Sementara di dalam negeri sendiri, SLANK, Kla Project dan DEWA-19 berhasil menjadi ikon karena alasan yang sepenuhnya ditentukan oleh ritme dan beat yang masuk ke telinga orang Indonesia. Sementara banyak pemusik Indonesia gagal mencapai kepopulerannya. Bukan karena lagunya tidak enak didengar, tetapi karena mereka tidak dapat menjaga frekwensi dan alasan yang sesuai dengan kondisi masyarakat.
****
Perkembangan musik Indonesia selama seperempat abad (1973-1998) tidak bisa dilepaskan dari dinamika sosial dan teknologi. Kita masih ingat bagaimana Fariz RM menenteng gitar sekaligus keyboard saat menyanyikan Barcelona dan Sakura yang nadanya memang rumit. Maka potensi dan kepiawaian pemusik benar-benar teruji dihadapan kamera. "Kasus" Milli Vanilli menjadi perhatian, bukan karena iklim keterbukaan sudah memungkinkan itu, tetapi karena orisinalitas menjadi pertaruhan dasar.

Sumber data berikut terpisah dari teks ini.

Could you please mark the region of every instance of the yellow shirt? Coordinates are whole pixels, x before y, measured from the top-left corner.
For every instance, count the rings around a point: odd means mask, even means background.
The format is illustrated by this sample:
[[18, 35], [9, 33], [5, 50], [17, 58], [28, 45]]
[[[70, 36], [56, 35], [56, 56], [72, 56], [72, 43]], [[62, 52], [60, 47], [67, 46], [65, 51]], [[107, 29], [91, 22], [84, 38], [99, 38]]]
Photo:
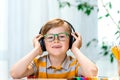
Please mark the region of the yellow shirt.
[[80, 77], [80, 64], [75, 58], [67, 56], [61, 66], [51, 65], [48, 55], [35, 58], [32, 67], [37, 78], [74, 78]]

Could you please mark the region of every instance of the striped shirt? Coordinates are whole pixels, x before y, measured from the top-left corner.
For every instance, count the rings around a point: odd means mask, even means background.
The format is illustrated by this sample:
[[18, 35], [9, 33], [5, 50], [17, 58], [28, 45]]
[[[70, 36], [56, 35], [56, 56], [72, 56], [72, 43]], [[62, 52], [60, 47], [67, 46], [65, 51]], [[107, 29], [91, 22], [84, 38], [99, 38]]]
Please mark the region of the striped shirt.
[[80, 76], [77, 59], [67, 56], [61, 66], [51, 65], [48, 55], [35, 58], [32, 67], [37, 78], [74, 78]]

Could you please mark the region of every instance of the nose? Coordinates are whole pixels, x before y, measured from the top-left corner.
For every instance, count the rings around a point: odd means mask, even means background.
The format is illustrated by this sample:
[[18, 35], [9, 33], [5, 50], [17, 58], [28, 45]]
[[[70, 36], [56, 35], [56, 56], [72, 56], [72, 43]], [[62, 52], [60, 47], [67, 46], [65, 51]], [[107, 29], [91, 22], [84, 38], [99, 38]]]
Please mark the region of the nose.
[[54, 42], [55, 42], [55, 43], [58, 43], [58, 42], [59, 42], [58, 36], [55, 36], [55, 37], [54, 37]]

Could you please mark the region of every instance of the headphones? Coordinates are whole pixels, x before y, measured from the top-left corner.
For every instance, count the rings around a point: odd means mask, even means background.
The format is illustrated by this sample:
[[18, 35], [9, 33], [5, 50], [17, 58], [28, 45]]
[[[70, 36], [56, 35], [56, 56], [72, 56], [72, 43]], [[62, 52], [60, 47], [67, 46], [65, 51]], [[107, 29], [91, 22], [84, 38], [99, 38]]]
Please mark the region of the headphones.
[[[69, 23], [69, 22], [66, 21], [66, 20], [64, 20], [64, 22], [66, 22], [66, 23], [70, 26], [72, 32], [75, 32], [75, 29], [73, 28], [73, 26], [72, 26], [71, 23]], [[39, 34], [41, 34], [41, 31], [42, 31], [42, 28], [40, 29]], [[72, 44], [73, 44], [74, 41], [75, 41], [75, 38], [74, 38], [73, 36], [70, 35], [69, 49], [71, 49]], [[45, 47], [45, 43], [44, 43], [44, 37], [41, 38], [41, 39], [39, 40], [39, 42], [40, 42], [40, 45], [41, 45], [42, 50], [43, 50], [43, 51], [46, 51], [46, 47]]]

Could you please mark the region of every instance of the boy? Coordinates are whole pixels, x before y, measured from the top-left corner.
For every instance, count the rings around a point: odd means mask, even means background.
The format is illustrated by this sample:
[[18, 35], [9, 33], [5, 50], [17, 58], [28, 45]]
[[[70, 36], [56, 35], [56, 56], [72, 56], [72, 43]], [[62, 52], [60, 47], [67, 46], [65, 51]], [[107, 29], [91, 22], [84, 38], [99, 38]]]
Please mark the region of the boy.
[[[32, 74], [36, 78], [97, 76], [96, 65], [80, 51], [80, 34], [72, 32], [72, 25], [65, 20], [48, 21], [33, 39], [33, 45], [34, 49], [12, 67], [13, 78], [20, 79]], [[66, 54], [69, 49], [76, 58]], [[44, 51], [48, 54], [42, 56]]]

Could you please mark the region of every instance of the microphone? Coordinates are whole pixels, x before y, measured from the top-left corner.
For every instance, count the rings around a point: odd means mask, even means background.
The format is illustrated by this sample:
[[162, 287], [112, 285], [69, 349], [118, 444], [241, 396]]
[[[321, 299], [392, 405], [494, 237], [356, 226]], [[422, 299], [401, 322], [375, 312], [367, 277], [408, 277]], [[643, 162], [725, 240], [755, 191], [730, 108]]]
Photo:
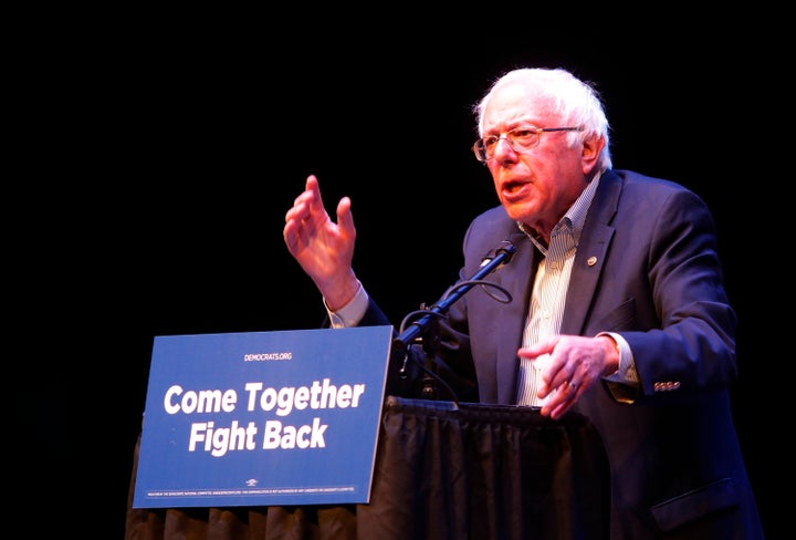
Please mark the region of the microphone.
[[500, 261], [494, 267], [494, 270], [502, 267], [503, 264], [509, 263], [512, 260], [512, 257], [514, 257], [514, 253], [516, 253], [516, 248], [512, 242], [509, 240], [503, 240], [494, 248], [490, 249], [484, 258], [481, 260], [481, 268], [485, 267], [490, 262], [492, 262], [496, 258], [501, 258]]

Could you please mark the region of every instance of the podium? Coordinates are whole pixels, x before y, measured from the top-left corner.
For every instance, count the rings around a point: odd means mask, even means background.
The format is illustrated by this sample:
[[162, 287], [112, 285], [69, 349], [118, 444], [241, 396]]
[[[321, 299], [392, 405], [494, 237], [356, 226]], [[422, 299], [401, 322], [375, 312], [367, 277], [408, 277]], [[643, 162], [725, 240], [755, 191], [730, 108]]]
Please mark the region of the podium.
[[135, 509], [139, 447], [125, 540], [608, 538], [608, 458], [572, 412], [388, 396], [367, 505]]

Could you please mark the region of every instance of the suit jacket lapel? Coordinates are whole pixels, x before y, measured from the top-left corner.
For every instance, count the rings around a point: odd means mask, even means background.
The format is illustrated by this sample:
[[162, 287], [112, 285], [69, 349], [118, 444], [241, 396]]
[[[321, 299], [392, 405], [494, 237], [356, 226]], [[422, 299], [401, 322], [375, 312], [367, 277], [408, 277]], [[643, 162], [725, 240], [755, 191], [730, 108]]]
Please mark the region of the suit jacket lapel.
[[575, 255], [562, 320], [561, 333], [563, 334], [584, 333], [586, 314], [591, 307], [608, 247], [614, 236], [615, 229], [611, 222], [620, 191], [621, 179], [611, 170], [607, 170], [600, 179], [600, 185], [597, 187], [597, 193], [586, 215], [586, 222]]

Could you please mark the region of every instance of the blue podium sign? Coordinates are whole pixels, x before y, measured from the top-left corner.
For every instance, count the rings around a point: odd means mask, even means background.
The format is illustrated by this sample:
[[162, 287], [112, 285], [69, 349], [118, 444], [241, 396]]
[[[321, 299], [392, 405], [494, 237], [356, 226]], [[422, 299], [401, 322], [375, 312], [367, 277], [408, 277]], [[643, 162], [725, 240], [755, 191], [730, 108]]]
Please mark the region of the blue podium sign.
[[391, 340], [156, 336], [133, 507], [369, 502]]

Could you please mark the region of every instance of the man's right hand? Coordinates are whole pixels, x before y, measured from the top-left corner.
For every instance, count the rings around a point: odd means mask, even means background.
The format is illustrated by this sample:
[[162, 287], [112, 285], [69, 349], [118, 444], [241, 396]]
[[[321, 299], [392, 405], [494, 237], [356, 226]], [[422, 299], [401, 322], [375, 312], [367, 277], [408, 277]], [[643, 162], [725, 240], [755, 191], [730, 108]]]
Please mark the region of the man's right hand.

Genre musik manapun dapat diterima sejauh masyarakat menggemarinya. Tetapi kita boleh saja beranggapan bahwa kualitas lirik akan sangat menentukan. Bukan soal kecanggihan teknologi. Masyarakat Indonesia mungkin saja menggemari musik. Tetapi soal selera, siapa tahu? Music... Better speak than words.
Apakah musik kita kini memenuhi semua faktor yang mengatasi kata-kata? Wallahuallam Bissawab .
 Â
Salam dan Hormat
Bacaan:
Bouman, Sociology (1969).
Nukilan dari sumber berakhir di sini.